Sergio Romo is probably one of the best relief pitchers in baseball. He has pinpoint command, a wacky, confusing delivery, and an absolutely filthy out pitch in his physics-defying slider. When he has it working 100%, it is one of the closest things to “unhittable” you’ll ever see. Tonight, he came into the game in exactly the sort of situation you’d want to deploy a guy like Romo, and he gave up the winning runs to a right-handed hitter.
I still love and have great faith in Romo; I’d probably throw him out there against a right-handed hitter over just about any pitcher in the league. But the point is that relievers are a fungible property – good one year, awful the next, and subject to an entire level of secondary fallibility based on their use by the manager. Jeremy Affeldt’s been bad. Javier Lopez has been nonexistent. Brian Wilson, yeah. And so on.
I mean, it’s not just the Giants. Heath Bell is literally in the process of blowing a save as I type this*; Mariano Rivera faked a knee injury so he could return to his home planet for a season and use his cutter to befuddle invaders from Zorgion 5; meanwhile the previously unexceptional Chris Perez has been utterly lights-out in Cleveland. Over the long run, relievers are about as trustworthy as the recognizable character actor early in an episode of Law & Order.
*Seriously, when I started that paragraph he had a runner on second and nobody out, and by the time I finished it he’d given up a double and the game was tied. Heath Bell. Wow.
The difference between a lot of the other teams with their complement of spastic relievers and the Giants is that the Giants didn’t have a lot of money to spend, and they spent it on relievers. They decided to attempt to repeat the success of 2010, scoring just enough runs for their superb pitching to carry the day. And would you look at that! – the pitching isn’t always that superb. It hasn’t really been awful. Specifically, the bullpen has been an Okay Major League Bullpen. Sometimes it’s been good and sometimes it’s been bad. Sometimes Bochy has used the exact right pitcher, and sometimes Javier Lopez has been dispatched to fly the KRON 4 traffic copter during games.
But to assemble that fallible, yet perfectly acceptable bullpen, the Giants spent money they could have used on, like, literally any other part of the team. Keep Carlos Beltran. Pick up Marco Scutaro for spare parts. Bid on “the Japanese shortstop” (that’s Hiroyuki Nakajima, Mr. Sabean.) Have some money to throw at Roy Oswalt to bolster the rotation. Etc. etc. etc.

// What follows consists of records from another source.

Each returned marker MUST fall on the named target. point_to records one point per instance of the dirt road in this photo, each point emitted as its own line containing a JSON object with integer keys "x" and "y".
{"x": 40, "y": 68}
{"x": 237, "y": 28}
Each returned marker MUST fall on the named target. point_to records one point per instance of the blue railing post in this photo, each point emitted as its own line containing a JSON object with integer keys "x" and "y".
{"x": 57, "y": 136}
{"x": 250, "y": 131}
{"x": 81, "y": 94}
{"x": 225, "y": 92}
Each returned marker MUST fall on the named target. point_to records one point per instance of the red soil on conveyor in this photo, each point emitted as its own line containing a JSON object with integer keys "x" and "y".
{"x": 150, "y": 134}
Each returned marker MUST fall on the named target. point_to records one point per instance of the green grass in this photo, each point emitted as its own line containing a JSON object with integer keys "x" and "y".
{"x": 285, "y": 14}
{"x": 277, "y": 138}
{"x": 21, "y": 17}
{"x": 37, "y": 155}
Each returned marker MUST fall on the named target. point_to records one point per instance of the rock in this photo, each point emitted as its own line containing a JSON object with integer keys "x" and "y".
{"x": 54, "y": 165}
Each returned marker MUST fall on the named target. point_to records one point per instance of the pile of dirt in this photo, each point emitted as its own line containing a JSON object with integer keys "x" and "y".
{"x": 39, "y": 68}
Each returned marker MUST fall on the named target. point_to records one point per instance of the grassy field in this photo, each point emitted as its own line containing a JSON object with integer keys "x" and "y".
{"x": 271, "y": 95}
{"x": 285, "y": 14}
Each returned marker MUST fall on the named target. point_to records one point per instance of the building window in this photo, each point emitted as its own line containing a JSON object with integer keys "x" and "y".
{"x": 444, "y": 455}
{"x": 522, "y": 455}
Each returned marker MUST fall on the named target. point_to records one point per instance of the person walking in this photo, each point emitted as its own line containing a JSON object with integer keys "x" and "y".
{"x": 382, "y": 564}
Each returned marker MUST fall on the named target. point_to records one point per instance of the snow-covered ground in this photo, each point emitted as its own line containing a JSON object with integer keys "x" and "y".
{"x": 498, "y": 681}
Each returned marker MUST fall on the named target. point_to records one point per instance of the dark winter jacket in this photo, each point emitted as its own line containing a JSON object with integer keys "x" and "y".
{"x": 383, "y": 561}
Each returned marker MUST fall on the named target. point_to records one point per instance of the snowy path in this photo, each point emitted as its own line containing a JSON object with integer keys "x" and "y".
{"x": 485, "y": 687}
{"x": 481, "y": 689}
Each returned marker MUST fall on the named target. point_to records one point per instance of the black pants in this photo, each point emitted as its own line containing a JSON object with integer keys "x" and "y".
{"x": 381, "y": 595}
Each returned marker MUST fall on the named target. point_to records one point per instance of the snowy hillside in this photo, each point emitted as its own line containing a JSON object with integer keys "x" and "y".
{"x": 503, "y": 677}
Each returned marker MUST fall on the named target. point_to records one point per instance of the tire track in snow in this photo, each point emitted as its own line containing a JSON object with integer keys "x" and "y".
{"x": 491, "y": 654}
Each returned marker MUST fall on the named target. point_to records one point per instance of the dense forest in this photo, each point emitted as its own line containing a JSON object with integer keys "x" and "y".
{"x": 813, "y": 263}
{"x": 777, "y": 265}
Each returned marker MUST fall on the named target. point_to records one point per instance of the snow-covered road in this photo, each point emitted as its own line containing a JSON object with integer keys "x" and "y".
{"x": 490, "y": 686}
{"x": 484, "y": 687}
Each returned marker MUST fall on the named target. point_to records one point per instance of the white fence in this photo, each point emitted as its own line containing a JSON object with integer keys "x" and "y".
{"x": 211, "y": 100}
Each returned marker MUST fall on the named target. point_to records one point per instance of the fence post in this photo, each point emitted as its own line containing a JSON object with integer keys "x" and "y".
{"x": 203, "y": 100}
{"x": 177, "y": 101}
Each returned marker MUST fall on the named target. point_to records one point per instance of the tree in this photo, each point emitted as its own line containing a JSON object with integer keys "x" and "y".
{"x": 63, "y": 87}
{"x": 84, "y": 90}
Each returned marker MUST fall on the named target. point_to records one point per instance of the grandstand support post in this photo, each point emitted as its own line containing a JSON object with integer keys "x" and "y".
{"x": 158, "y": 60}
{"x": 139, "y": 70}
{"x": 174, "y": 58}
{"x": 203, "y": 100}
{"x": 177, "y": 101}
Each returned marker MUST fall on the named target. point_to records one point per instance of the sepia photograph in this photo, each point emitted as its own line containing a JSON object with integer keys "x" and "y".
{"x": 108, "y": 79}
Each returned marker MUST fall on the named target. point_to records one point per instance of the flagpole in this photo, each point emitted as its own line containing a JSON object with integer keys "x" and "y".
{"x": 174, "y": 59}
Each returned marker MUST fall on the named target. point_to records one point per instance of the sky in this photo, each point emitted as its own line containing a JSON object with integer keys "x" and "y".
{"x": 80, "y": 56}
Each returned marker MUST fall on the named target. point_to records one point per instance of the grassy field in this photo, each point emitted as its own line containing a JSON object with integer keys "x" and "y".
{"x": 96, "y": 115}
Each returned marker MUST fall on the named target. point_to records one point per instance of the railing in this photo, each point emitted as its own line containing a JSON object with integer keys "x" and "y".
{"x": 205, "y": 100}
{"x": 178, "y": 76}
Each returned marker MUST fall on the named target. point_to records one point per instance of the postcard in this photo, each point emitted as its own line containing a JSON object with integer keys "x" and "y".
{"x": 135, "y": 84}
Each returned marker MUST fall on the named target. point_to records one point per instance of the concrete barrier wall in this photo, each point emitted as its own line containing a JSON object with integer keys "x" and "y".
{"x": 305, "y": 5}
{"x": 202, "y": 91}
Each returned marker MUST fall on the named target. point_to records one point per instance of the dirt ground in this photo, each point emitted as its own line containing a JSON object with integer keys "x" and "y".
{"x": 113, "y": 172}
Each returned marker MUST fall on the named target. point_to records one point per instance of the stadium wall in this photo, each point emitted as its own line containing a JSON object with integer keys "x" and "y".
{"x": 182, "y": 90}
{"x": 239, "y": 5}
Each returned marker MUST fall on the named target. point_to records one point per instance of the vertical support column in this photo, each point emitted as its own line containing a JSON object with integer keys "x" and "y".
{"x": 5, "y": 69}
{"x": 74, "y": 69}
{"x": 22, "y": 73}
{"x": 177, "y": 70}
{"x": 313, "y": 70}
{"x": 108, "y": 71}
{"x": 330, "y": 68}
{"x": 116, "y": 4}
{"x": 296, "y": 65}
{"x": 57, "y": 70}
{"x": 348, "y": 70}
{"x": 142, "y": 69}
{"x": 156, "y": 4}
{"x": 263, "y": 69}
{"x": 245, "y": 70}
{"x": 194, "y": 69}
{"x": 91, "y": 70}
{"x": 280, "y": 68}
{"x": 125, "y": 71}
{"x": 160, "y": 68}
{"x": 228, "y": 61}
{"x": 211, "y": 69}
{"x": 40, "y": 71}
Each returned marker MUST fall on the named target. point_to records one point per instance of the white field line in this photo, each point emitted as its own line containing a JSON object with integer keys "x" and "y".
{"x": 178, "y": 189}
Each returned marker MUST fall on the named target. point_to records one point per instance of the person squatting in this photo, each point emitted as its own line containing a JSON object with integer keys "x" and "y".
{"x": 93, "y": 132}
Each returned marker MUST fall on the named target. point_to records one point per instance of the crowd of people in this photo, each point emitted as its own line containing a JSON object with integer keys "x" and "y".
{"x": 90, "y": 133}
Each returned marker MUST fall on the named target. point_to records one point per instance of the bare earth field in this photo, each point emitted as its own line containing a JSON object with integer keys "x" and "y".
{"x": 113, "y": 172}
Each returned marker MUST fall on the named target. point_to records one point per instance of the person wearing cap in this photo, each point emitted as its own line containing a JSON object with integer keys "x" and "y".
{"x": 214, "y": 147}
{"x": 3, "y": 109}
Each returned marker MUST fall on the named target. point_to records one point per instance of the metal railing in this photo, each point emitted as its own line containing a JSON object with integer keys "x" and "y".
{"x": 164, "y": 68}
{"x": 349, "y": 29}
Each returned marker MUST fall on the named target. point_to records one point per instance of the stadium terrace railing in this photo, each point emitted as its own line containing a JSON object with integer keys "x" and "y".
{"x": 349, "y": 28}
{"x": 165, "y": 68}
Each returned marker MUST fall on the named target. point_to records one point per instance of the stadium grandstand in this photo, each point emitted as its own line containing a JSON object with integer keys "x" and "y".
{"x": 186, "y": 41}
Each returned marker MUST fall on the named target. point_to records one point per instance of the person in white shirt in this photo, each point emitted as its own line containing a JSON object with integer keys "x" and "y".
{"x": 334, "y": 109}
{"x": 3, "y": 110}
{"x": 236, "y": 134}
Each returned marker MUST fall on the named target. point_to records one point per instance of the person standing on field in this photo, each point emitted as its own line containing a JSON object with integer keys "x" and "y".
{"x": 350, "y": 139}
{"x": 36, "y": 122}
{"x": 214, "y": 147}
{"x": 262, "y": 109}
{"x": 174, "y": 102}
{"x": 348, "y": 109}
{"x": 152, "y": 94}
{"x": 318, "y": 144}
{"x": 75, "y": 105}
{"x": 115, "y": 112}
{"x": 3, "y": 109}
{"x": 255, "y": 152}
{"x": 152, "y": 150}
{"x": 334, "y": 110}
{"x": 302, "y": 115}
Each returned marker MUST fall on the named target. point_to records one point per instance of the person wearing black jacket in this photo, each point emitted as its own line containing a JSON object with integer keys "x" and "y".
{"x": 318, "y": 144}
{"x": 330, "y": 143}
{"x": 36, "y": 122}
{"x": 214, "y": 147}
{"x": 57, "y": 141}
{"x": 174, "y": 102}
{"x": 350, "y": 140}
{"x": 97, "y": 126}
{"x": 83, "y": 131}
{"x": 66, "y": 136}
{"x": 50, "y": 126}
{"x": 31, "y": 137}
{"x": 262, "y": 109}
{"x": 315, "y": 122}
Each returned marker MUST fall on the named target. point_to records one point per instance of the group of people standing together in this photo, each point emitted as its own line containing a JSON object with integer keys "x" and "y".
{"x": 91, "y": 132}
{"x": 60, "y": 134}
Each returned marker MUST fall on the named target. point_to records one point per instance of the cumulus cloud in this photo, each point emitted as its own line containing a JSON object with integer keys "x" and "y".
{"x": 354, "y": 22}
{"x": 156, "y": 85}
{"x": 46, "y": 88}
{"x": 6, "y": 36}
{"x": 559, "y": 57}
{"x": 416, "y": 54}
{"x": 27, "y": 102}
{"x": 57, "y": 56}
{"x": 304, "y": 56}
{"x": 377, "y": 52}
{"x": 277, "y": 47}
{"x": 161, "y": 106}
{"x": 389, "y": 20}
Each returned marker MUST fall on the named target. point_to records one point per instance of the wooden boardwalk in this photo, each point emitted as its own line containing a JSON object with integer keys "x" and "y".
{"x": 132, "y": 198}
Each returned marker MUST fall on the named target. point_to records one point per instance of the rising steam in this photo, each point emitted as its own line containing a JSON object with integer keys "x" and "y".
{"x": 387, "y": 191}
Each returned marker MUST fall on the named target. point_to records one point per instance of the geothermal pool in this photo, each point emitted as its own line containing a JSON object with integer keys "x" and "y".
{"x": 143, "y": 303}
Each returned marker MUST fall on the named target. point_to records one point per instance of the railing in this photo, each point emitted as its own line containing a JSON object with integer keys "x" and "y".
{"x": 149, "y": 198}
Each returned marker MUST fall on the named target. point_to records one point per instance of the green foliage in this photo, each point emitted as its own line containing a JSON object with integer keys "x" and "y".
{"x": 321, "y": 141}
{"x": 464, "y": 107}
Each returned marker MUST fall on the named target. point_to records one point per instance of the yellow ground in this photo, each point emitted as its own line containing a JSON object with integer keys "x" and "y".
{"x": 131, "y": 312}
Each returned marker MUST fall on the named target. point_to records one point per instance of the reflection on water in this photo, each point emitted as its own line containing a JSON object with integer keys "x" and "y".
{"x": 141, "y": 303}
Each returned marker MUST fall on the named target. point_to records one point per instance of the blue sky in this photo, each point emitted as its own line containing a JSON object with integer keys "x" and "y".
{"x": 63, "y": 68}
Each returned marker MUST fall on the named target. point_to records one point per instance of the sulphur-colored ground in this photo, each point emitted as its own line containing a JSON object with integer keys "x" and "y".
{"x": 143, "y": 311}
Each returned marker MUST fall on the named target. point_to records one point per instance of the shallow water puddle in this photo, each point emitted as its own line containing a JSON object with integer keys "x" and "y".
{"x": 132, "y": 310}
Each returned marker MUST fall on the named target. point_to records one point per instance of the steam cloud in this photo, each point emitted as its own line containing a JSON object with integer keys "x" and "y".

Why am I talking about this? Because this was yet another game where the Giants’ offense showed signs of life but was missing a vital bat or two. In this case it was probably Pablo Sandoval, but for game after game, even with Pablo in the lineup, the Giants have had huge gaping (mostly middle-infield shaped) holes in the batting order. They could have filled those holes, or at least taken a run at it. They didn’t – they went with Just Enough, and put their fate in the hands of the most unpredictable part of their team. And tonight their best relief pitcher gave up a two-run single, because sometimes that happens, and Misfits And Castoffs 3: Electric Jubilee couldn’t catch up.
You’ll notice that I haven’t said anything about Tim Lincecum. I’m wary of saying anything about Tim Lincecum, because I don’t want to admit the idea of living in a universe where Tim Lincecum isn’t at least a very good major league pitcher. “Very good” are not the words I would use to describe Timmy tonight. I had lots of words I would use; most of them are Yiddish and would have made my grandfather look at me funny if he heard them. He put it together, could probably have gone six or seven innings, but man, that first inning was terrifying. Let’s not have that again.
Anyway, the good news is, the rest of baseball is just as weird and unpredictable as relief pitching; just on a broader and more controllable scale. There’s lots of things that could happen to the Giants in Pablo’s absence that could keep them in the race. Melky Cabrera’s looking hot again, and Angel Pagan can’t go too much longer without starting to take some pitches. (Also, he is hilariously fun to watch, so there’s that.) Connor Gillaspie might actually get on base. Brandon Belt is like 75-80% of the Brandon Belt the Giants need him to be, and if he gets comfortable, that 20-25% could come back and start sailing into the Cove. Santiago Casilla could be the new Brian Wilson, and Travis Blackley could be the new Javier Lopez. Timmy could put it together any day now.
(Seriously, Timmy. Any day now.)
That’s basically where I’m at. Hoping for baseball to be bizarre and inexplicable. Hoping for the Giants to start doing unlikely things to stay afloat until the Panda comes back. Because this game was a pretty good microcosm of what happens when the offense performs as expected and the pitching performs as expected by people who weren’t expecting 2009-2010 to be yearly occurrences.
Madison Bumgarner tomorrow, on national television! With Dave Flemming! Against…oh goddamnit Randy Wolf. I’ll be bringing you your recap again, so tune in to see me extrapolate season results from one game! I hope Manny Burriss goes 4 for 4 with two doubles and three stolen bases. I’ll be so confused.